Yushan Su will present her FPO "Making Neural Network Models More Efficient" on Wednesday, May 10, 2023 at 10am in Friend 202.

The members of her committee are as follows: Examiners: Kai Li (adviser), Wyatt Lloyd, and Karthik Narasimhan; Readers: Ravi Netravali and Olga Troyanskaya.

Please see title and abstract below. All are welcome to attend.

Complex machine learning tasks typically require large neural network models. However, training and inference on neural models require substantial compute power and large memory footprints, and incur significant cost. My thesis studies methods to make neural networks efficient at a relatively low cost.

First, we explore how to utilize CPU servers for training and inference. CPU servers are more readily available, have larger memories, and cost less than GPUs or hardware accelerators.

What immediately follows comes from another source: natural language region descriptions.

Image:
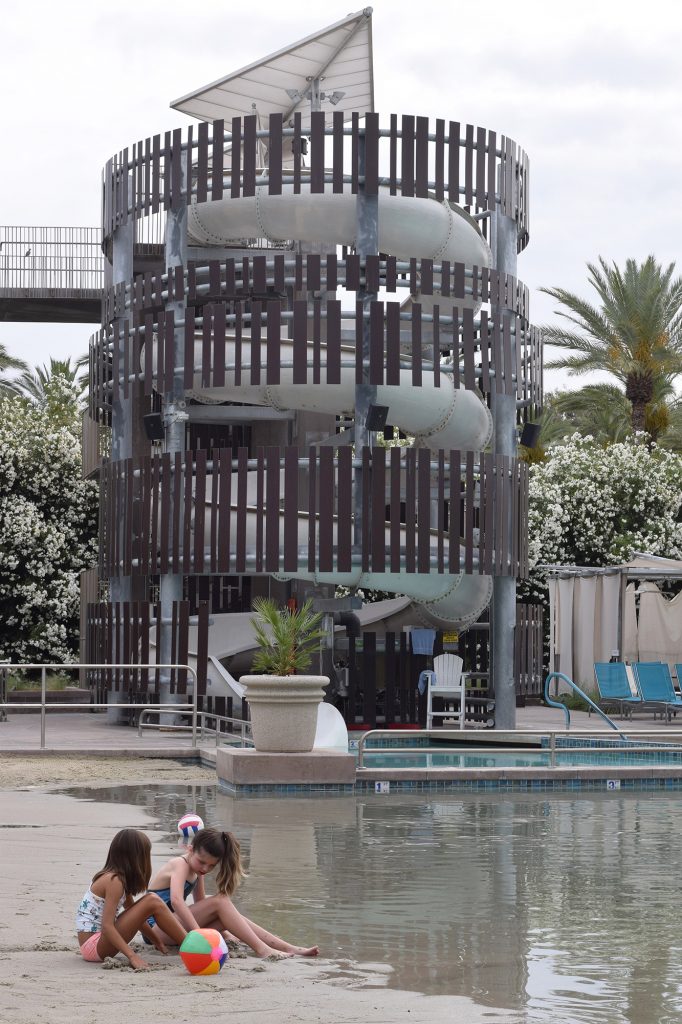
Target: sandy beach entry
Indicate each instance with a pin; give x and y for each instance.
(50, 845)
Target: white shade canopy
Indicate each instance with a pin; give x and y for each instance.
(340, 56)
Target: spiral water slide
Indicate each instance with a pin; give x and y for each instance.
(440, 418)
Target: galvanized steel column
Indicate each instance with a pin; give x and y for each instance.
(503, 611)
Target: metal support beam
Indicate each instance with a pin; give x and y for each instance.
(504, 442)
(174, 417)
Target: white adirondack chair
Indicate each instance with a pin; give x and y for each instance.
(448, 681)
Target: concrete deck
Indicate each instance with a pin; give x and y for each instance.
(90, 733)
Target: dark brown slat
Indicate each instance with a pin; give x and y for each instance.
(484, 382)
(352, 272)
(392, 173)
(200, 510)
(224, 507)
(156, 517)
(454, 162)
(440, 512)
(468, 514)
(271, 503)
(377, 483)
(202, 163)
(354, 151)
(259, 508)
(376, 343)
(300, 341)
(411, 505)
(312, 504)
(492, 169)
(468, 348)
(317, 152)
(291, 509)
(217, 159)
(480, 169)
(455, 509)
(274, 155)
(156, 173)
(164, 540)
(422, 158)
(337, 152)
(333, 341)
(176, 511)
(393, 343)
(176, 194)
(367, 496)
(395, 480)
(296, 144)
(424, 510)
(188, 375)
(256, 308)
(273, 351)
(206, 345)
(242, 481)
(417, 344)
(312, 272)
(468, 165)
(236, 160)
(439, 160)
(316, 341)
(371, 154)
(326, 506)
(249, 184)
(408, 155)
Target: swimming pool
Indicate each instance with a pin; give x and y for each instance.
(535, 908)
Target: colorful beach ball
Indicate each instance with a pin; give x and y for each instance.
(204, 951)
(188, 825)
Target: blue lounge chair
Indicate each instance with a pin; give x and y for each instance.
(655, 684)
(613, 687)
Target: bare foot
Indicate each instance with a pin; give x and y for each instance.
(274, 954)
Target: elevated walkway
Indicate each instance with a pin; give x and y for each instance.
(51, 274)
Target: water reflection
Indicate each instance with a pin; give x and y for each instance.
(562, 907)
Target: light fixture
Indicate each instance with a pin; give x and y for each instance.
(154, 426)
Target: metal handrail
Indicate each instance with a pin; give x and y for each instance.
(172, 708)
(550, 734)
(558, 704)
(244, 724)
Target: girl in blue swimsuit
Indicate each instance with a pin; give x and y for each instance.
(182, 876)
(108, 916)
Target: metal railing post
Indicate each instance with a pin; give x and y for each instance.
(43, 698)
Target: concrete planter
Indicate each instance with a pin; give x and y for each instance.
(284, 711)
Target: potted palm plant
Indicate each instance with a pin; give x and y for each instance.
(283, 699)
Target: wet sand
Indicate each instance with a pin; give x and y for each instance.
(50, 846)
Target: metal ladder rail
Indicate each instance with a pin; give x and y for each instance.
(558, 704)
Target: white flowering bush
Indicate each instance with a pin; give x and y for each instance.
(48, 525)
(591, 505)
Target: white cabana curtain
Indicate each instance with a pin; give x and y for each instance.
(659, 626)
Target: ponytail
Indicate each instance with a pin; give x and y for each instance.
(225, 848)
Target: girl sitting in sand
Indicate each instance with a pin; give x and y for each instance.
(182, 876)
(109, 916)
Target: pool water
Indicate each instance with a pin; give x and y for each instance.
(520, 759)
(541, 909)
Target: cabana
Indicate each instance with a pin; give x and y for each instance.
(595, 612)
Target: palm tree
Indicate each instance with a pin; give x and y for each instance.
(33, 384)
(7, 361)
(634, 334)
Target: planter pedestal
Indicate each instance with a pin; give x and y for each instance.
(284, 711)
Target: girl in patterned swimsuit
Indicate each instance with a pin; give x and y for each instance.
(109, 916)
(180, 876)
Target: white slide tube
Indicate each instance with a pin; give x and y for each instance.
(442, 417)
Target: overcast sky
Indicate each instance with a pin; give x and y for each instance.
(592, 90)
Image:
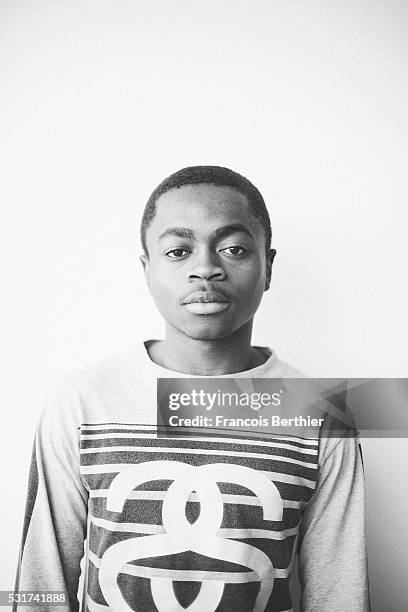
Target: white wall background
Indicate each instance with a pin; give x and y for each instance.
(102, 99)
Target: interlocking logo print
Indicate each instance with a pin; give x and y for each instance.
(181, 535)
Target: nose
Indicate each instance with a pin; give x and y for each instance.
(206, 265)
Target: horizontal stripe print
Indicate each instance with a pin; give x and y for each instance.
(291, 463)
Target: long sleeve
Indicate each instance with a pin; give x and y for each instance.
(332, 549)
(56, 511)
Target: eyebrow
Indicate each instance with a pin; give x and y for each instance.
(220, 232)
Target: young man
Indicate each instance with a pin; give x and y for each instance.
(206, 522)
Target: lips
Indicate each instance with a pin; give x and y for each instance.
(205, 297)
(206, 302)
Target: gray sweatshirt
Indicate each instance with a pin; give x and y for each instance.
(204, 523)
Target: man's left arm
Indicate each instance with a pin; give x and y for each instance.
(332, 543)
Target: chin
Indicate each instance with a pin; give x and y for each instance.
(208, 330)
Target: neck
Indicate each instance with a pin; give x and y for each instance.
(207, 357)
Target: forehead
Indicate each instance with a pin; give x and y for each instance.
(202, 208)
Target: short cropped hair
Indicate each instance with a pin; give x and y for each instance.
(210, 175)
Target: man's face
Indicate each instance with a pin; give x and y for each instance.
(207, 267)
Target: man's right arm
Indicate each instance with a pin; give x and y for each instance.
(55, 519)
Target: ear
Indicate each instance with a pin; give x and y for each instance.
(270, 256)
(146, 267)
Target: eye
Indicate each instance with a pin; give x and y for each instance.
(177, 253)
(234, 251)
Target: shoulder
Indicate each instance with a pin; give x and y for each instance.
(89, 387)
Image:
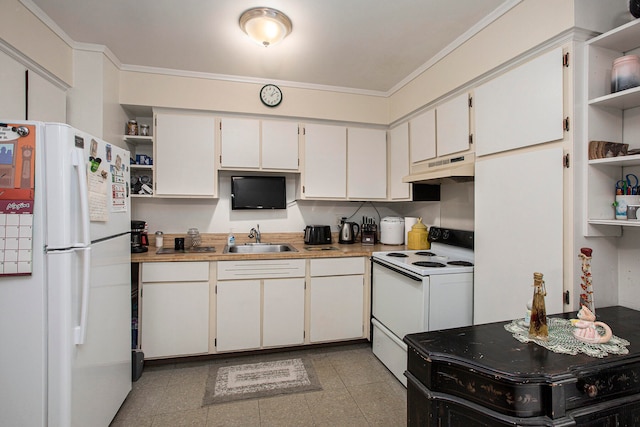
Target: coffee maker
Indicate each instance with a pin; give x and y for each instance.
(139, 237)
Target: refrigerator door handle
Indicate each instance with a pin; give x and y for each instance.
(80, 331)
(79, 165)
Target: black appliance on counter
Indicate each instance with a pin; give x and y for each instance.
(139, 237)
(317, 235)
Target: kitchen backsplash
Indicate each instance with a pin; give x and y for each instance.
(216, 216)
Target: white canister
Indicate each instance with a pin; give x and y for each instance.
(392, 230)
(409, 222)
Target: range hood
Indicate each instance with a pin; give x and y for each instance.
(456, 168)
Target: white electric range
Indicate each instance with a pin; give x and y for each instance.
(420, 291)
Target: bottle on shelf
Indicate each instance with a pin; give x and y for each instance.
(231, 240)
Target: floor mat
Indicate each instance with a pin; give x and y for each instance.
(227, 383)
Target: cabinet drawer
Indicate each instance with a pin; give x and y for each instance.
(175, 271)
(261, 269)
(337, 266)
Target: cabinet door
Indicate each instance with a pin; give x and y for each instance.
(280, 145)
(367, 164)
(399, 162)
(422, 136)
(325, 166)
(240, 142)
(283, 312)
(452, 130)
(522, 107)
(521, 193)
(175, 318)
(12, 87)
(238, 315)
(337, 305)
(185, 155)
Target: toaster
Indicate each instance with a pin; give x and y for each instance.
(317, 235)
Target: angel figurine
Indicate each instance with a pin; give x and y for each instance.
(586, 330)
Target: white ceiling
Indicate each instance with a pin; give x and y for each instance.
(368, 46)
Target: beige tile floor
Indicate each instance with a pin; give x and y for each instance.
(357, 390)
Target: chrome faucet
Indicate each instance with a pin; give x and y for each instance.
(255, 232)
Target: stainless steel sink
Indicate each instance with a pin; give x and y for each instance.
(259, 248)
(196, 250)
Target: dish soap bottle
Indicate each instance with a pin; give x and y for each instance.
(418, 236)
(231, 240)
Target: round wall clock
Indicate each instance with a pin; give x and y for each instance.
(271, 95)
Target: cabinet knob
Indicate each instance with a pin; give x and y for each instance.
(591, 390)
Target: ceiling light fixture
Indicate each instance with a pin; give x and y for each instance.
(265, 26)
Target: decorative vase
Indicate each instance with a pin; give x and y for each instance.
(538, 323)
(634, 8)
(586, 296)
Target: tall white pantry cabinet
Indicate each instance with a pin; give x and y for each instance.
(523, 193)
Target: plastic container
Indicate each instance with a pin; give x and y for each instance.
(132, 127)
(392, 230)
(194, 237)
(625, 73)
(418, 237)
(159, 239)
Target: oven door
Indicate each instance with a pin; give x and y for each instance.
(399, 299)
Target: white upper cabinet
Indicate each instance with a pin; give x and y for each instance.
(366, 163)
(184, 157)
(258, 145)
(452, 129)
(522, 107)
(280, 145)
(240, 143)
(325, 166)
(399, 162)
(534, 220)
(422, 136)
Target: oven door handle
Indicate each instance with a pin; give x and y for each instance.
(397, 270)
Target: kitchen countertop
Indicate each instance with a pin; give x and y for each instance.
(296, 240)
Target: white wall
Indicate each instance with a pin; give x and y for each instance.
(28, 34)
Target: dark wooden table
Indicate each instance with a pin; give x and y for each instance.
(482, 376)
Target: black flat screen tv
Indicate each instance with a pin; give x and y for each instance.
(258, 192)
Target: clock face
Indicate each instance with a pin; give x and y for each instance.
(271, 95)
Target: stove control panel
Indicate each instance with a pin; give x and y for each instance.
(452, 237)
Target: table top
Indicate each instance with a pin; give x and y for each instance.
(490, 348)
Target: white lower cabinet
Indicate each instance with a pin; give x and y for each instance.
(337, 299)
(175, 309)
(238, 315)
(266, 310)
(259, 313)
(283, 312)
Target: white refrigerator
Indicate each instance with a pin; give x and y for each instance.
(65, 274)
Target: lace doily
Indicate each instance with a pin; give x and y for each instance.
(561, 339)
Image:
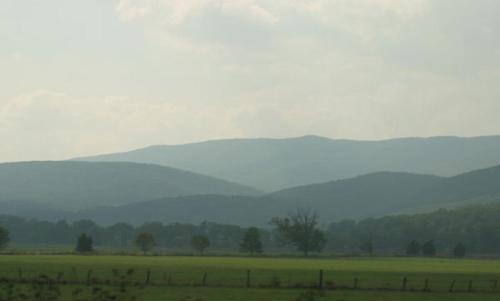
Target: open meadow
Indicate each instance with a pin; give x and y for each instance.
(232, 278)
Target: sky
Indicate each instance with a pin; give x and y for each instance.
(98, 76)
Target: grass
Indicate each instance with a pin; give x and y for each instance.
(179, 277)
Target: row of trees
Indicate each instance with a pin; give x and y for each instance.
(443, 232)
(145, 242)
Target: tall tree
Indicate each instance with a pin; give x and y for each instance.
(4, 238)
(301, 230)
(199, 243)
(84, 244)
(145, 242)
(251, 242)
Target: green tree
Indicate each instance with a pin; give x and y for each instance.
(413, 248)
(4, 238)
(251, 242)
(199, 243)
(367, 247)
(84, 244)
(428, 248)
(301, 230)
(459, 250)
(145, 242)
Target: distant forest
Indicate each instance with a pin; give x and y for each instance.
(475, 227)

However, they are much less efficient for training and inference tasks. My thesis studies how to design efficient software kernels for sparse neural networks that allow unstructured pruning to achieve efficiency of training or inference with minimum accuracy losses. Our evaluation shows that our sparse kernels can achieve 6.4x-20.0x speedups at different sparsities over the commonly used Intel MKL sparse library.

Second, we study how to achieve high-throughput inference for large models. We explore ways to combine data multiplexing with pruning. We find that combining the two approaches can achieve better throughput than using each approach alone for a given accuracy loss. We

then propose an automatic method to find parameters for such combinations to maximize inference throughput given an accuracy loss budget. We show that the proposed combining can improve Transformer models throughput by 7.5-29.5X at different accuracy thresholds, which is higher than using either approach alone.